Carburant: ajustements et conséquences

Depuis le début de l’année, les prix du carburant à Madagascar ont connu des ajustements. Certains ont prédit une hausse inévitable. A la surprise générale, il y a eu des baisses.

Le mécanisme d’ajustement automatique des prix consiste à réviser mensuellement le prix du carburant. Cet ajustement à la baisse ou à la hausse est plafonné à 200 ariary par litre. L’objectif étant de réviser le prix à la pompe en fonction de la fluctuation du marché international.

Ce nouveau mécanisme est l’une des conditionnalités du FMI dans le cadre de deux nouveaux programmes d’aide budgétaire, en l’occurrence la Facilité élargie de crédit (FEC) et la Facilité pour la résilience et la durabilité (FRD).

“Ce mécanisme est susceptible d’avoir des effets positifs sur l’économie. Une réduction du coût du carburant peut entraîner une baisse des tarifs de transport, ce qui pourrait se traduire par une diminution des coûts de distribution des produits de première nécessité. Cependant, l’ampleur de cette influence dépend de la répercussion effective de cette baisse par les transporteurs et les distributeurs sur les prix finaux des biens”, explique Andriatahina Rakotoarisoa, économiste. “Cela peut également améliorer le pouvoir d’achat des ménages, notamment en réduisant les dépenses liées aux transports et, potentiellement, en abaissant le coût des produits de première nécessité. Toutefois, l’impact réel sur le pouvoir d’achat dépend également de la transmission de cette baisse aux consommateurs finaux et de la proportion des dépenses des ménages consacrés aux produits affectés par le coût du carburant”, poursuit-il.

Prix gelés depuis deux ans

Cela fait plus de deux ans que les prix du carburant sont gelés à Madagascar. Auparavant, les prix affichés à la pompe étaient calculés tous les six mois. La dernière hausse est intervenue en 2022, étant donné que c’est l’Etat qui compense la différence. En 2020, le prix du baril a chuté sur le marché international mais les prix à la pompe à Madagascar n’ont pas changé, les pétroliers ont pu tirer profit de cette situation.

“Entre janvier 2019 et septembre 2022, 72% des volumes de gasoil écoulés à Madagascar ont été commercialisés à des prix inférieurs à la vérité des prix. Cet écart, appliqué aux prix à la pompe afin de préserver le pouvoir d’achat des consommateurs, est à l’origine du solde négatif du lissage des prix, communément désigné sous le terme de passif”, explique une source proche du dossier.

Dans le même temps, Madagascar s’est engagé auprès du FMI à ce que le passif de l’Etat envers les pétroliers ne dépasse pas les 300 milliards d’ariary. “Le montant total de ce passif en mai 2022 était estimé entre 237 et 347 milliards d’ariary”, chiffre notre confrère, le Journal des Archipels. Quoi qu’il en soit, en début d’année, le ministre de l’Energie et des hydrocarbures avait déclaré à la presse n’y avait plus de passif de l’Etat envers les pétroliers, tandis que ces derniers avaient aussi réglé leurs dettes envers l’État.

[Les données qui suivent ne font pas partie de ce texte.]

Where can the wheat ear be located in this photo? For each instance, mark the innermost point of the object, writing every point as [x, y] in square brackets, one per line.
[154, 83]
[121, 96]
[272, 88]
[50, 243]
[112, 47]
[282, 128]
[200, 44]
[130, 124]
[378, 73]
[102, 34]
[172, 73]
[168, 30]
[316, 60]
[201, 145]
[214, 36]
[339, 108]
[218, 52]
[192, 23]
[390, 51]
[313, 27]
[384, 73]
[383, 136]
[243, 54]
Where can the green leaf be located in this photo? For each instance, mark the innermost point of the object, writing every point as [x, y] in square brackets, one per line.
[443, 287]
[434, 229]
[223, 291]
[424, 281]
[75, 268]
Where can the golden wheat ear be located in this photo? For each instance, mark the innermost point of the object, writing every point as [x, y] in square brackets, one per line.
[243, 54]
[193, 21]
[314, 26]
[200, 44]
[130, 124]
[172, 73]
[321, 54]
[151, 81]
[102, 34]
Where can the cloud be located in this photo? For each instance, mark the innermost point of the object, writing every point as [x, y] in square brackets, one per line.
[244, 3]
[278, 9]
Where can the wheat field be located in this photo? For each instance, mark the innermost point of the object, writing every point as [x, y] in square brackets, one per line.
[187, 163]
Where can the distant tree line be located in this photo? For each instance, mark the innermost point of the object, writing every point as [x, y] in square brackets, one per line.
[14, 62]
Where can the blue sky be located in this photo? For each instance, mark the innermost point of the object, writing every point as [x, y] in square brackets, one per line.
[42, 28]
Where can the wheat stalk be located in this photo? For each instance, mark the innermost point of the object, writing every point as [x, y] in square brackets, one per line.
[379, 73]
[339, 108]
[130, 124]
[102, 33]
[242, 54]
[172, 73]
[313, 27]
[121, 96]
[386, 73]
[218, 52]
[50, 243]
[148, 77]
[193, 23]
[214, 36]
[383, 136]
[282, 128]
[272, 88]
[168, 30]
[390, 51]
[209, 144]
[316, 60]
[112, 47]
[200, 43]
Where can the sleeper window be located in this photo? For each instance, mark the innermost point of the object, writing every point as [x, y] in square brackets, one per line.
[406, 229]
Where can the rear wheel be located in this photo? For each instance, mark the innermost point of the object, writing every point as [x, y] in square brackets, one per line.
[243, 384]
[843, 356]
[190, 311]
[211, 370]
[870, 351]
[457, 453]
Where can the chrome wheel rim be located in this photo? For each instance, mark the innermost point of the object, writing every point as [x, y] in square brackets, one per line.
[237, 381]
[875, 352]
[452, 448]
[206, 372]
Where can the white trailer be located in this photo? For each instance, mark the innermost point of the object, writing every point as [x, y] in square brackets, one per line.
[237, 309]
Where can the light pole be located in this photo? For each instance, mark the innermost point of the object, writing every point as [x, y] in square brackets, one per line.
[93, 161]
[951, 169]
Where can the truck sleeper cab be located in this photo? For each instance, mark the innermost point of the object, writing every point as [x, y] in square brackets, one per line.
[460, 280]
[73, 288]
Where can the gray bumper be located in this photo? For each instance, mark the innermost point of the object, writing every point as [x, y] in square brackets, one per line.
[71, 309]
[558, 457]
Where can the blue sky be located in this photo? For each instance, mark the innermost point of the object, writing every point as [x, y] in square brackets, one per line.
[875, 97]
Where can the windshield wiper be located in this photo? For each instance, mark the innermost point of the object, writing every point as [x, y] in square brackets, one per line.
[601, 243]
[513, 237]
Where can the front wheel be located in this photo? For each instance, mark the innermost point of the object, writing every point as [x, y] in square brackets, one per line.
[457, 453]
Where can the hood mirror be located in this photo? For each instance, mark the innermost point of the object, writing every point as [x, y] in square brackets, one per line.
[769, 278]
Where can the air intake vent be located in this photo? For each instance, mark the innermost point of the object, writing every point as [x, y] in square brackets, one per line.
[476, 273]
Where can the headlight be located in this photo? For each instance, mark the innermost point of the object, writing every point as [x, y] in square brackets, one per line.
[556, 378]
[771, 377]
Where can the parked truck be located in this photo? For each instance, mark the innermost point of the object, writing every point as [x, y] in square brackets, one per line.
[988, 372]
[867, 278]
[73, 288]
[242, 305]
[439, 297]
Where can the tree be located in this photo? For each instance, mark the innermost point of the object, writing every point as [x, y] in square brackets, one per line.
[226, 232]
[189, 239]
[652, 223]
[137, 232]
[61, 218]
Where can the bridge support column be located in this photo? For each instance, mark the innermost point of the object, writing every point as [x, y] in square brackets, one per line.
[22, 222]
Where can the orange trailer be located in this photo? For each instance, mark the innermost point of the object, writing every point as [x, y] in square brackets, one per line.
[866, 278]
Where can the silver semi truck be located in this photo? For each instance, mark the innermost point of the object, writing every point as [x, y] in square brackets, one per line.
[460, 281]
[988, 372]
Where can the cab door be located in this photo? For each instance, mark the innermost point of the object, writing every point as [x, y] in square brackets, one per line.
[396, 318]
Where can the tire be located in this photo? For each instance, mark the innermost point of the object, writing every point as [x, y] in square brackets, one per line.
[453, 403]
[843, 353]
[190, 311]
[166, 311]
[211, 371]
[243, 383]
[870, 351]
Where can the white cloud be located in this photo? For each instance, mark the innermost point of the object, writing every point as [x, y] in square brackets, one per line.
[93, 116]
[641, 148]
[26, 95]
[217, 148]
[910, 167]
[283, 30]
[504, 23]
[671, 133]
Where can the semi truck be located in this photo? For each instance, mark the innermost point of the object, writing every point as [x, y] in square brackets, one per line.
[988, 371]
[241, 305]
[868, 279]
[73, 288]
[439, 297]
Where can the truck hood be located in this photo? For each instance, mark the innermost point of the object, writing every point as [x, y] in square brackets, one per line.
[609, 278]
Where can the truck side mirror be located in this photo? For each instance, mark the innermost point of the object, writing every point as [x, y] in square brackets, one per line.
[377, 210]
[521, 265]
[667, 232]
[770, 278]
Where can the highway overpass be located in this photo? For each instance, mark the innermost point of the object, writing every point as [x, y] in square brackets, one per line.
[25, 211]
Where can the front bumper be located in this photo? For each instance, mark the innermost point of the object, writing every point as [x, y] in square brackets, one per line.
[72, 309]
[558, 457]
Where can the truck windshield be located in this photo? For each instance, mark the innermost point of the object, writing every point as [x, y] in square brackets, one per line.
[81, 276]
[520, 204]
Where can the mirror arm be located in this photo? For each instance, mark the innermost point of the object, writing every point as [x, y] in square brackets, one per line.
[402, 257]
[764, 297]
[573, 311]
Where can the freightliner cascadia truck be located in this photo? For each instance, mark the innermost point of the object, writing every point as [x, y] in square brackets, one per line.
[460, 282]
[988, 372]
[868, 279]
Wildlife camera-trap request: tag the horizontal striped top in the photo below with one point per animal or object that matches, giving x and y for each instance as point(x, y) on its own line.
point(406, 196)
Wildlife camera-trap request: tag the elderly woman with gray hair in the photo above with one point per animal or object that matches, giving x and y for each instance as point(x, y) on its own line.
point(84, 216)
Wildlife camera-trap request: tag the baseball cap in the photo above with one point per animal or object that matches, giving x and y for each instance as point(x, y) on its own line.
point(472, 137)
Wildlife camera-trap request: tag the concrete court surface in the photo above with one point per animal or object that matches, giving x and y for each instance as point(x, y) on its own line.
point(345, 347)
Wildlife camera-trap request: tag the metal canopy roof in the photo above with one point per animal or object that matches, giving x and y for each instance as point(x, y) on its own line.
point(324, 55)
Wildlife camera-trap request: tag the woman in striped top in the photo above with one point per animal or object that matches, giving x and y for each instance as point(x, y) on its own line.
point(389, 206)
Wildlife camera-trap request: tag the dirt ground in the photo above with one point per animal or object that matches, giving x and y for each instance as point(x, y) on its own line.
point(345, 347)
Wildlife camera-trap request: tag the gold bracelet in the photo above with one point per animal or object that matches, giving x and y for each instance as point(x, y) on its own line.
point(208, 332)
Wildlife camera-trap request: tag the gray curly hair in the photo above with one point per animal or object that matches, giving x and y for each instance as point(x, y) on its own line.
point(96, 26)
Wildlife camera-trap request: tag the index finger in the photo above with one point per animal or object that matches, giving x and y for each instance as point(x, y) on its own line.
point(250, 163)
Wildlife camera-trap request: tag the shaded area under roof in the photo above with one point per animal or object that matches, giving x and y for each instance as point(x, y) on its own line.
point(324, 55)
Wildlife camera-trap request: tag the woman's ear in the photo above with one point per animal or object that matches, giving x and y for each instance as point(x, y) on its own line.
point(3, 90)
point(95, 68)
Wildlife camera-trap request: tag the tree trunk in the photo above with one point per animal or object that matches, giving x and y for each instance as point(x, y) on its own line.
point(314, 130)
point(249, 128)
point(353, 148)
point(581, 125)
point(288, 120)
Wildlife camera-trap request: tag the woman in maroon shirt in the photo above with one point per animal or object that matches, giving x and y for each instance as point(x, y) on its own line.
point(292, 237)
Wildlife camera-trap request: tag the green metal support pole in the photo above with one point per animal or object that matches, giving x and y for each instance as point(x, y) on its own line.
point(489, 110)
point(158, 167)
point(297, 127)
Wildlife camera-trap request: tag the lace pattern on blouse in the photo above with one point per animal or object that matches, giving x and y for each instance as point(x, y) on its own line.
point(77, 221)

Par ailleurs, une trentaine de paramètres détermine les prix affichés à la pompe. “On citera notamment le prix Platz, les coûts de transport, le taux de change, les divers frais comme la douane, le dépôt, les marges des grossistes, c’est-à-dire les pétroliers et les marges des détaillants entre autres. La plupart de ces paramètres comme le prix Platz et le taux de change sont variables. Ce n’est pas le cas du prix du transport qui change tous les ans car l’Etat malagasy peut négocier”, explique un expert en énergie.
“Les secteurs les plus susceptibles de bénéficier de la baisse des prix du carburant incluent le transport, la logistique et l’agriculture en raison de la réduction des coûts opérationnels. Les consommateurs pourraient également en profiter si les économies réalisées sont répercutées sur les prix des biens et services. À l’inverse, les secteurs liés à la production ou à la distribution de carburant pourraient voir leur marge diminuer en raison de la baisse des prix”, expose l’économiste. Avec la mise en place du mécanisme d’ajustement automatique, les prix du carburant à Madagascar sont désormais susceptibles de varier en fonction de fluctuations des cours internationaux et du taux de change de l’ariary. Cela étant, “Bien que la première application de ce mécanisme ait conduit à une baisse des prix, il est possible que des hausses surviennent à l’avenir si les conditions du marché international le dictent”, avertit-il. Le gouvernement a toutefois fixé une variation mensuelle maximale de plus ou moins 200 ariary par litre pour atténuer les impacts sur les consommateurs.